Roberts spends a tremendous amount of time in his plurality opinion boxing with Justice Stephen Breyer, who wrote a lengthy dissent in the case decrying the narrow view of corruption advanced by the majority in its efforts to end-run the aggregate limits. As Breyer puts it:
The anti-corruption interest that drives Congress to regulate campaign contributions is a far broader, more important interest than the plurality acknowledges. It is an interest in maintaining the integrity of our public governmental institutions. And it is an interest rooted in the Constitution and in the First Amendment itself.
As though he is dealing with an idealistic child, Roberts picks apart Breyer’s analysis of “the public’s interest” in “collective speech.” He dismisses Breyer’s concern about the necessity to protect “collective speech” by suggesting that such a view will privilege “the will of the majority, and plainly can include laws that restrict free speech,” as though the primary interest in drowning out the 99 percent is about protecting unpopular speakers. He suggests that the system was already too easy to game in the first place, ignoring the Roberts court’s role in creating that mess.
Breyer is quick to call out the chief justice’s narrow reading of quid pro quo corruption, noting that Roberts specifically excludes any efforts to “garner ‘influence over or access to’ elected officials or political parties” (#burlapsacks). Breyer tersely writes: “Speech does not exist in a vacuum. Rather, political communication seeks to secure government action. A politically oriented ‘marketplace of ideas’ seeks to form a public opinion that can and will influence elected representatives.” The First Amendment doesn’t protect speech for its own sake, he continues: “The First Amendment advances not only the individual’s right to engage in political speech, but also the public’s interest in preserving a democratic order in which collective speech matters.”

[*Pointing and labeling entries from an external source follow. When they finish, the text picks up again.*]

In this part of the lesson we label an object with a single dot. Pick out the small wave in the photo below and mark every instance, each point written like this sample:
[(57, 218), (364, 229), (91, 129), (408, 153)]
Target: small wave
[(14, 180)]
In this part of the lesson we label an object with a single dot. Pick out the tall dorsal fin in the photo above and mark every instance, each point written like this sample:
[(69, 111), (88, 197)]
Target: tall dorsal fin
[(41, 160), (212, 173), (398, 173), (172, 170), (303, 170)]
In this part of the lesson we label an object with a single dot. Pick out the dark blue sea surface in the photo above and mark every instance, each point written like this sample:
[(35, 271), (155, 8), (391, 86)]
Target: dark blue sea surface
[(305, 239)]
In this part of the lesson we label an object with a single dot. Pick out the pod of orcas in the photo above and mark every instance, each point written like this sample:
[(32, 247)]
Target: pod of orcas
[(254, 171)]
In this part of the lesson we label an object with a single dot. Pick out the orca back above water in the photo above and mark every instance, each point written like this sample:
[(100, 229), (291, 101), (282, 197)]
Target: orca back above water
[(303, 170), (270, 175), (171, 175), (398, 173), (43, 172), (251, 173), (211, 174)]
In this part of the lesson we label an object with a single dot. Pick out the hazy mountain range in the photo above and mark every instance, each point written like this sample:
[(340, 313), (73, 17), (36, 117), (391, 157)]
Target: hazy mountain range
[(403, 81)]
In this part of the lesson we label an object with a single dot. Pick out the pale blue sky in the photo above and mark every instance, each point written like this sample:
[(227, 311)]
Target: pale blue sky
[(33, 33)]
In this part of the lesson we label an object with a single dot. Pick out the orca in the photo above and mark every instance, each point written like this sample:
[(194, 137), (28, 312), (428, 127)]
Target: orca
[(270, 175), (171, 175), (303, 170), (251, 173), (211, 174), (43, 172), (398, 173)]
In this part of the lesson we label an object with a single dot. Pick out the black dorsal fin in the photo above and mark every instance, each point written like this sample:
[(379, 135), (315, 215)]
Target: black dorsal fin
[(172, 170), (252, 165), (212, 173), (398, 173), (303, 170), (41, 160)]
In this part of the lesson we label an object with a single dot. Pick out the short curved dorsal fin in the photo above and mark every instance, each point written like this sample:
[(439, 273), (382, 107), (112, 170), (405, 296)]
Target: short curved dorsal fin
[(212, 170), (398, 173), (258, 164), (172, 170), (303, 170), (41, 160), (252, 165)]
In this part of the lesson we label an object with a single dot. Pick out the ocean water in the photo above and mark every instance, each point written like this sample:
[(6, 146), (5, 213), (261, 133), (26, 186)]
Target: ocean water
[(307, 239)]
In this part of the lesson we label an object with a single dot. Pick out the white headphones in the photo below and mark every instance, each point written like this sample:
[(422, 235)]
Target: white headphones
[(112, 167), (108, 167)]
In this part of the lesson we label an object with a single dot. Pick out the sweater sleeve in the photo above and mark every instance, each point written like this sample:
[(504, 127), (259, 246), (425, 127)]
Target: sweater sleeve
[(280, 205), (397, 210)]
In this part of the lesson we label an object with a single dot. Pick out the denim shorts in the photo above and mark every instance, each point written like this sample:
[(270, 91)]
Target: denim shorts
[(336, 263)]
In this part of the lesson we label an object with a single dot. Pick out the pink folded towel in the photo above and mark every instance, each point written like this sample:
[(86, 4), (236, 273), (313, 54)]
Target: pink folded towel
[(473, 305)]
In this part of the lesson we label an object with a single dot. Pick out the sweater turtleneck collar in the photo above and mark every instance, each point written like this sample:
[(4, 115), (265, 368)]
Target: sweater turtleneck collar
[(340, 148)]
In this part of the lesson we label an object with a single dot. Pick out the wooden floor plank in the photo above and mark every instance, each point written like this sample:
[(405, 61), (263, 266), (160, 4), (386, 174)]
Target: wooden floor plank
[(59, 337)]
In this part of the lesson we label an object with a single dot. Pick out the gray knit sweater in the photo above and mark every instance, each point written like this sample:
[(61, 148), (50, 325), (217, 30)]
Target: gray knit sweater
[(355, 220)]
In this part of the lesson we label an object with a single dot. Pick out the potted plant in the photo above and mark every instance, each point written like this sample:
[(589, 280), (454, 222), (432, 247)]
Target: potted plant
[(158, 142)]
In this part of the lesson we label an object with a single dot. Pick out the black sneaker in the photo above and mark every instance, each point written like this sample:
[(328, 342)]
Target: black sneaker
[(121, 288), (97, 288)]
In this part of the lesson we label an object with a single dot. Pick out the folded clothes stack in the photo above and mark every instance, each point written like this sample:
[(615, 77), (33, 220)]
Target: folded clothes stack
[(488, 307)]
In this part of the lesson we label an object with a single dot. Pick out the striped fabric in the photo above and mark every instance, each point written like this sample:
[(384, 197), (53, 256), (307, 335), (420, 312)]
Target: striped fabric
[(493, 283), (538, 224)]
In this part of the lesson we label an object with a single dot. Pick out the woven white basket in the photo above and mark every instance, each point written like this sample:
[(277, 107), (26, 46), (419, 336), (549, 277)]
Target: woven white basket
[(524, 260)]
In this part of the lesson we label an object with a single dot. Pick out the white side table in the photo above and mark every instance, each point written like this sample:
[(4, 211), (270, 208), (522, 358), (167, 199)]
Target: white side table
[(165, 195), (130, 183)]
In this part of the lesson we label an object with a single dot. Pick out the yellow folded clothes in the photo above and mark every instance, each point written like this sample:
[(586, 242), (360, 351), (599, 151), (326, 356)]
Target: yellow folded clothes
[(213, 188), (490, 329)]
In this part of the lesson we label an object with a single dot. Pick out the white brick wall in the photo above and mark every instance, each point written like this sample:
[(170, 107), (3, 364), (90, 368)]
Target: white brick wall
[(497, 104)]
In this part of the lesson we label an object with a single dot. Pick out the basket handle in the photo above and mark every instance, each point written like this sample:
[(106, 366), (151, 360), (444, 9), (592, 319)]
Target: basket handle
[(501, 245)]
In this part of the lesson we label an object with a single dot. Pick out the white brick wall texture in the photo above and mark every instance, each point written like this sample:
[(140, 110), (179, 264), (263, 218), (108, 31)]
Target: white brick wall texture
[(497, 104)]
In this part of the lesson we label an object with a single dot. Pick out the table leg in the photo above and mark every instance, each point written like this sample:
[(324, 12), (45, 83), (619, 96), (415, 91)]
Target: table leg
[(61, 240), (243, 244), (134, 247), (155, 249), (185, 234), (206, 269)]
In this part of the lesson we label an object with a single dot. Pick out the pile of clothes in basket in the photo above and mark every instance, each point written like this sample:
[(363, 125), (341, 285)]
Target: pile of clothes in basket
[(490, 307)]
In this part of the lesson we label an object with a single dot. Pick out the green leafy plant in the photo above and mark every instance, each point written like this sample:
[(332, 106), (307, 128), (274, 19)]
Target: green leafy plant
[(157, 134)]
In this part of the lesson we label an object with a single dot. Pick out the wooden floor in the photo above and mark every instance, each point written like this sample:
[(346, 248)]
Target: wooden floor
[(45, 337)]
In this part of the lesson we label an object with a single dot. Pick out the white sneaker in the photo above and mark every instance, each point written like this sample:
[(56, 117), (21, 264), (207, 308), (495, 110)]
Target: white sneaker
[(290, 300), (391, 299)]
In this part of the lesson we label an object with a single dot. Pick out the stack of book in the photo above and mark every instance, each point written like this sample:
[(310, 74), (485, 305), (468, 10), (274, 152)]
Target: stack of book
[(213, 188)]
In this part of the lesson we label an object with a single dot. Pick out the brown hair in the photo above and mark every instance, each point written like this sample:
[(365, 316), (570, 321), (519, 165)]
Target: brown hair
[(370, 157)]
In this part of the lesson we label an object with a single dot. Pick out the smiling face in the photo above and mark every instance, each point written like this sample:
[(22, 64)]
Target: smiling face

And why does this collective speech matter? Why are we talking about corruption? Because, writes Breyer: “Where enough money calls the tune, the general public will not be heard. Insofar as corruption cuts the link between political thought and political action, a free marketplace of political ideas loses its point.” And yes, there is a silent “duh” in there. Breyer may seem hopelessly naïve or idealistic next to Roberts, but what he writes in dissent today seems to reflect fairly accurately what most Americans view as the appearance of corruption when the 1 percent of wealthiest political contributors are allowed to give unlimited funds to political candidates and party committees: “The ‘appearance of corruption’ can make matters worse. It can lead the public to believe that its efforts to communicate with its representatives or to help sway public opinion have little purpose. And a cynical public can lose interest in political participation altogether,” Breyer notes. “Democracy, the Court has often said, cannot work unless ‘the people have faith in those who govern.’ ”
That assessment is both a fairly accurate description of the status quo, when it comes to money in politics, and a predictor of how the public will likely react to the news that one of the last remaining efforts to curb the influence of big money in politics was just vaporized by the Roberts court. Breyer goes on to detail in his dissent how aggregate contributions can be used to work around the democratic process. (Actually, he pretty much writes the handbook.) But he almost needn’t bother. He may be childishly wedded to the old-fashioned notion that pouring ever more billionaire dollars into electoral politics is nobody’s idea of freedom, good government, or equality. But I believe him. I suspect most Americans will as well.
That leaves three possibilities for the chief justice’s divorced-from-reality decision about the relationship between corruption, huge money, and politics today: Either he thinks Americans really don’t see any connection. Or he doesn’t care what we see or believe. Or he really doesn’t think that candidates dialing for big dollars constitutes corruption. None of these alternatives is pretty. But I worry that the court has located itself so outside the orbit of the 99 percent that it simply doesn’t matter to the five conservatives in the majority that the American public knows perfectly well what bought government looks like and that Breyer is describing a level of cynicism that has already arrived. Worse still, I worry that it matters very little to them that we will stop voting, donating, participating, or caring about elections at all in light of this decision to silence us yet further. In which case McCutcheon is a self-fulfilling prophecy in exactly the way Breyer predicts: Money doesn’t just talk. It also eventually forces the public to understand that we don’t much matter. It silences. It already has.